Section 4. Discussion

Many studies report altered brain metabolism and/or mitochondrial dysfunction in patients suffering with major psychiatric disorders as well as in animal models relevant to human emotional disorders (Cuperfain et al., 2018; Marazziti et al., 2011). Prior work with the HR/LR rat model demonstrated that the low novelty reactive LR rats display high levels of anxiety- and depression-like behavior relative to their HR counterparts (Flagel et al., 2014). The distinct HR/LR behavioral phenotypes are likely driven by a number of neurobiological differences, although much work to-date points to particular differences in the hippocampus and amygdala (Clinton et al., 2011b; Cohen et al., 2015; Simmons et al., 2012; Turner et al., 2011). Dramatic gene expression differences occur in the early postnatal as well as adult HR vs. LR amygdala and hippocampus (Cohen et al., 2017; McCoy et al., 2017, 2016), and a major functional pathway found to differ in the HR vs. LR brain pertains to genes involved in myriad metabolic processes. Thus, the primary goal of the present study was to more fully investigate metabolic changes in the adult HR vs. LR brain by a) revisiting prior transcriptome data for additional in-depth analysis; b) examining mitochondrial function in HR/LR brain tissue; and c) examining COX activity, an indicator of metabolic function, in the adult HR/LR hippocampus, amygdala, and other limbic regions (prelimbic cortex, infralimbic cortex, and dorsal raphe).

4.1. HR/LR rats have distinct brain metabolic profiles

Previous transcriptome studies revealed myriad gene expression changes in the early postnatal HR vs. LR hippocampus and amygdala, with pronounced changes in genes involved in metabolic pathways (Clinton et al., 2011b; McCoy et al., 2016). Our present analyses of adult HR/LR amygdala and hippocampus transcriptome data show that these metabolism differences persist into adulthood, with numerous genes broadly related to metabolism being differentially expressed in adult HR/LR hippocampus and amygdala. When the list of altered genes classified based on specific types of metabolism (e.g., carbohydrate metabolism, glycolysis, fatty acid metabolism, electron transport chain), we found that HR/LR differences exist across multiple types of metabolic processes. Although these data point to altered metabolism in both the HR vs. LR hippocampus and amygdala, these phenotypic differences were more pronounced in the amygdala.
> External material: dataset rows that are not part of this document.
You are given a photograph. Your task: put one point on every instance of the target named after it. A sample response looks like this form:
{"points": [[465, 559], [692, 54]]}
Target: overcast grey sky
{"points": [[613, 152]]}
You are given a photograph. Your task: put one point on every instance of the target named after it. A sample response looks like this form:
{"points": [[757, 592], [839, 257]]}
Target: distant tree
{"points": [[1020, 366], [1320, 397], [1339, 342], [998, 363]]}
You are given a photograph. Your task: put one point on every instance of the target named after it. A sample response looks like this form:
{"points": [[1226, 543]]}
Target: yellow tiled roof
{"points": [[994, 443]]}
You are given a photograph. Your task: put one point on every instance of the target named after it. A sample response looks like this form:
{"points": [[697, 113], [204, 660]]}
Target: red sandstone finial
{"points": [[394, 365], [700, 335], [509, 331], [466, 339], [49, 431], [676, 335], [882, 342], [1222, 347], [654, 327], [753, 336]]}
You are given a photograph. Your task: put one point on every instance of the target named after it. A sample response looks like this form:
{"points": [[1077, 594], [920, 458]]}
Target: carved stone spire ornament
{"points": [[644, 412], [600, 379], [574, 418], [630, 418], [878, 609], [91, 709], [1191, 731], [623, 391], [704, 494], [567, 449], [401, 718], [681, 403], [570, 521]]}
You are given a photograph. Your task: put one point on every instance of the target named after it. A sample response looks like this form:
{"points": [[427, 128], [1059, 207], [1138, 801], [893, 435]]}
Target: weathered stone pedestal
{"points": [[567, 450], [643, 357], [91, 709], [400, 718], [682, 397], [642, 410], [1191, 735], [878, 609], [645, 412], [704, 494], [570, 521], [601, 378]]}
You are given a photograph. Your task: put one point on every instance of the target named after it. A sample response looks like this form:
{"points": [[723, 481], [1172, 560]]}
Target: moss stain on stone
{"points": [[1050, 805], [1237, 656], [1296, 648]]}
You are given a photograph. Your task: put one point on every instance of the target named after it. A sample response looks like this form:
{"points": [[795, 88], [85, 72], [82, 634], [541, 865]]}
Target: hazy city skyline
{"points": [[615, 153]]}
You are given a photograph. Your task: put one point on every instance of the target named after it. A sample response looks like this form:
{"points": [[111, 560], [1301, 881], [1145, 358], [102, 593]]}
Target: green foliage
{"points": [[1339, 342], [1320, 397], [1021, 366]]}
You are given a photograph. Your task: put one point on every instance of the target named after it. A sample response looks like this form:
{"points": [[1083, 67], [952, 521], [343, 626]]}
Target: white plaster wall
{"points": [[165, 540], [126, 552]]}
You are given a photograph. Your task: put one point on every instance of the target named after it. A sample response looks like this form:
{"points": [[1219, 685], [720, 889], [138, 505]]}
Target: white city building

In order to build on the observed HR/LR metabolism-related gene expression differences, we chose two assays to examine metabolic function in the HR vs. LR brain: (1) a mitochondrial assay to measure oxygen consumption under several biochemical conditions, and (2) an in situ COX activity assay to provide an indication of metabolic activity in select brain regions. Results of the mitochondrial assay indicated that (a) mitochondria were viable and healthy in both HR and LR brain tissue; and (b) there were no phenotypic differences in baseline respiration. We found increased reserve capacity during respiration in oxidative metabolism in the amygdala of LR rats only when complex I is active. Within the hippocampus, experiment 1 revealed that LRs have increase oxygen consumption rate through all treatments. This did not occur in experiment 2, which may be due to the inhibition of complex I (thereby reducing the proton gradient across the membrane) in experiment 2 conditions that prohibits a greater reserve capacity to be generated. Neurons are thought to utilize up to 80% of their maximum respiration when firing therefore this change could point to a functional change in synaptic transmission (Fried et al., 2014). Such possibilities will be pursued in future studies.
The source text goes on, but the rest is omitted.